View Single Post
Old November 3, 2017   #14
bower
Tomatovillian™
 
bower's Avatar
 
Join Date: Feb 2012
Location: Newfoundland, Canada
Posts: 6,793
Default

Quote:
Originally Posted by imp View Post
...
I'd like to see the scientific studies or the court cases, please, before I buy into something on the news or posted on a site. I admire critical thinking and fact driven articles that meet the standards of science. In light of that statement, please do not bother to bring up Serelini's discredited studies...

Disclaimer: Since there was already an allusion to people "paid by Monsanto" , I have never worked for nor received any pay of any sort from Monsanto, nor worked for a company that directly benefited from Monsanto. I do not love nor hate Monsanto, they are a company run for profit, as is the intent of most companies.

Side note: Has it ever been proven that Monsanto has paid people to counter post? If so, would like to see those facts as well. If not proven to be so, it is a way to discredit anyone with a differing viewpoint, and to close off a rational and calm discussion of facts....
Sorry Imp, but I find your statement about Seralini extremely offensive. You are the one bringing it up, and at the same time dismissing all other comments and the facts in the case.

The Seralini controversy is not about the question "are GMO's safe". It is about the heinous power that a large corporation can exert, to prevent valid research findings from being published.

FACT: The retracted study has been republished by a reputable journal after passing yet another peer review, and stands as part of the scientific literature, furthermore a rare example of a study on the subject which was not paid for by the company itself.
Here is a link to the published study. Enjoy.
https://enveurope.springeropen.com/a...302-014-0014-5

Scientific literacy is the most important (maybe the only) thing I got from my bachelor of science degree. I have continued to read hundreds of scientific and medical papers, always with a critical eye for methods and statistical weaknesses or sources of error that were missed. I read the original Seralini paper and in my opinion there were no legitimate scientific grounds for the retraction. Yes I also read the criticisms that were made - many of them nonsensical in attempting to hold this research to a standard not followed by anyone else, including NIH (such as the use of Sprague-Dawley rats, as in NIH standards). And yes, it seems to me that many of the criticisms were intended to mislead the general public. The SD rat issue, for example, would sound like a valid objection to anyone unfamiliar with actual standards of research, which the study followed to a T.

What I found most unpleasant of all, the personal attacks to damage the reputation of a conscientious scientist, who dared to study a commercial product without sponsorship of its owner. I still find this really upsetting, and why I had to respond to your flippant remarks.
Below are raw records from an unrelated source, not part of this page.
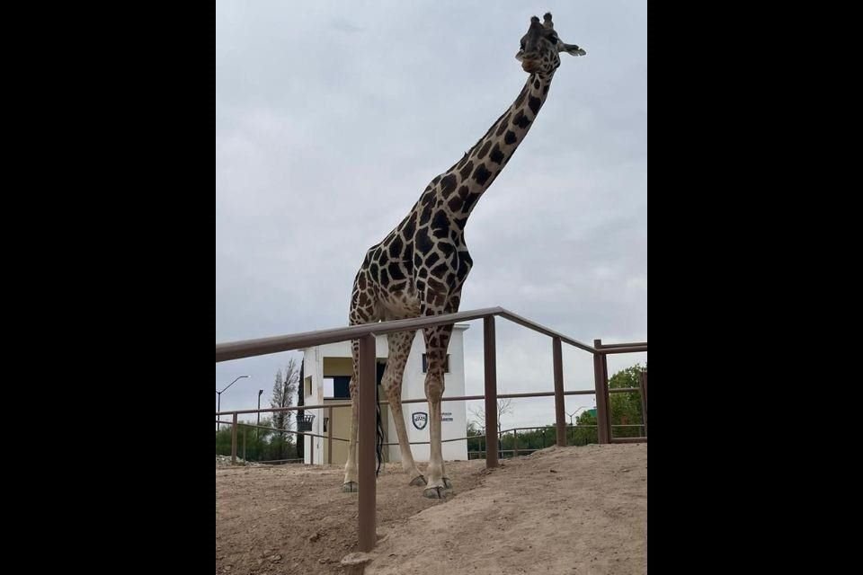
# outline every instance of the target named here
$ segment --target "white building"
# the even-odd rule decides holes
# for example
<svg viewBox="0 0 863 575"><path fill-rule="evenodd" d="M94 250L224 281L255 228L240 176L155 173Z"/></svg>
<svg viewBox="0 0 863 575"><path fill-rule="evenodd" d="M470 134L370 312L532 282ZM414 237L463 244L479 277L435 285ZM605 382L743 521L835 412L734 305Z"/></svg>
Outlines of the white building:
<svg viewBox="0 0 863 575"><path fill-rule="evenodd" d="M447 353L447 369L444 376L446 390L444 398L465 394L465 353L464 332L467 324L456 324L449 341L449 349ZM380 379L387 365L388 349L387 336L377 338L378 357L378 399L385 401L386 394L380 386ZM348 388L351 376L353 371L351 357L351 342L342 341L327 345L308 348L304 351L304 378L303 395L306 405L319 405L326 403L350 402L351 395ZM414 339L411 355L405 367L405 376L402 383L402 399L425 399L425 341L423 332L418 331ZM429 404L427 402L418 403L405 403L402 405L405 416L405 426L407 428L409 440L429 441ZM334 438L347 439L351 429L351 408L333 408L333 420L329 420L328 410L306 410L307 415L315 415L312 421L313 433L328 435L331 431ZM441 403L442 422L440 428L441 438L446 439L463 438L467 429L467 407L465 402L443 402ZM390 411L387 405L381 406L382 427L385 429L385 442L396 445L384 448L385 461L400 461L401 454L398 449L398 436L396 435L396 426L391 420ZM326 430L325 431L325 425ZM313 438L307 436L304 441L306 463L344 464L348 457L348 444L344 441L332 441L330 453L329 441L325 438ZM449 441L441 446L443 458L446 461L467 460L467 442ZM428 461L430 447L426 445L412 445L414 459L417 462ZM312 453L314 451L314 462Z"/></svg>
With regards to the question of comments being paid by Monsanto, the conflict of interest of major detractors of Seralini, including the editor who retracted the study, is an established fact. This is not slander or "fake news". These detractors were in Monsanto's pay.
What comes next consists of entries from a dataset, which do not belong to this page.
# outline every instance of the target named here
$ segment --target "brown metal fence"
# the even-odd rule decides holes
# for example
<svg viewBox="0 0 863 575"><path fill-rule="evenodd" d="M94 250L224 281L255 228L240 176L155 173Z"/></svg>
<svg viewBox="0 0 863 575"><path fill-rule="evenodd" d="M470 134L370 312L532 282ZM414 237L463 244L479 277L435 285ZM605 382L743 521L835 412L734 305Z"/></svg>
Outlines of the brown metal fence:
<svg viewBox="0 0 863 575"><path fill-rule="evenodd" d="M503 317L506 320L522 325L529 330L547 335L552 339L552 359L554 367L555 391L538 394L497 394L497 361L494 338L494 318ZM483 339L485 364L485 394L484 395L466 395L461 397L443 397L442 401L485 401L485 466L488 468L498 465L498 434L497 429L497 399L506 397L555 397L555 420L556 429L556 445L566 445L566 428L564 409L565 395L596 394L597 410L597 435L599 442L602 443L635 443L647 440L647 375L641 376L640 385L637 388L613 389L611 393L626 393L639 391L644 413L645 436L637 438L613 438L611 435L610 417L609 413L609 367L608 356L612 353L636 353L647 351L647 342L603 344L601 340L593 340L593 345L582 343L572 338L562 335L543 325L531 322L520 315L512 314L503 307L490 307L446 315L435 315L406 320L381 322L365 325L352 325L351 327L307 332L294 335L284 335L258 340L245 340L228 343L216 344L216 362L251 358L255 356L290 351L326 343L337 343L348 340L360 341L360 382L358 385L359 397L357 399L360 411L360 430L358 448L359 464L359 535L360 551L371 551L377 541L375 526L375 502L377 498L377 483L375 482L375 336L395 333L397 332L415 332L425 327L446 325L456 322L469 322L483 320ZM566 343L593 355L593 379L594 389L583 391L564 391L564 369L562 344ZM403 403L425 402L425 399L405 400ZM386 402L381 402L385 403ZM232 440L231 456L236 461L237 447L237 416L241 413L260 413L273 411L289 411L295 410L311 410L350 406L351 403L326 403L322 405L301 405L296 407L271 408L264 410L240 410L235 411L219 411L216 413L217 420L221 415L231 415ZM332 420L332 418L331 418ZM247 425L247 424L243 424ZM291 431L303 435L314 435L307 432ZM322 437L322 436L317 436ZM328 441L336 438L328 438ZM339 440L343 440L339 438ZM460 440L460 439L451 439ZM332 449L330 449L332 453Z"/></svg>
https://www.globalresearch.ca/out-in...-paper/5610139

Certainly I don't think you were paid to make a derogatory comment about Seralini. But I think you are not well informed at all, to be making such remarks and purporting to be the voice of reason, and the final word! By all means enlighten me if you have some special expertise or dedicated your intellect to the subject in some way that makes you feel you have the best informed opinion.

It is hard to find any published comment that doesn't come down on one side of the story or the other. But it is clear that Seralini continues to have both detractors and supporters among his peers. Over 1000 scientists have boycotted Elsevier for retraction of his work. So I am not alone in the conclusion that the work was legitimate and deserved publication. Again I have to stress the fact, this is not about drawing a final conclusion about the subject of the study. This is about duly accepting legitimate scientific results into the literature.

Seralini's work raises questions about the adequacy of 90 day studies to assess health effects of these products. That is a reasonable conclusion, which calls for further work to be done. The fact that some people will take a single study and wrongly run with its conclusions as if they are carved in stone, or exaggerate the conclusions that can be drawn, is not a valid reason to deny publication of science. We see this all the time in science/health journalism. Every new study is the be-all and end-all... final word. This is not a scientific standpoint, it is public opinion running amock. It could equally be said that the company and its supporters have done the same thing by insisting that no further research can challenge their 90 day studies, and have simply refused to consider any other possibility regardless of the evidence. This is not a scientific attitude, and where money is obviously at stake the conflict of interest is self evident.

One last comment, Monsanto is not at all the only corporation to have undue influence on the publication of science. There is increasing concern about the pharmaceutical industry practice of withholding from publication many of the studies they carried out on their products, so that negative results and serious side effects have sometimes been swept under the rug, with the consequence that the product is put out for sale and the consumers end up with consequences that could have been (or were) foreseen. The scientific standpoint (calm and rational) is that all of the studies should be reviewed before a conclusion is reached about health and safety. I agree with other scientists, this is in the public interest, and hope to see it become a law or standard in the future.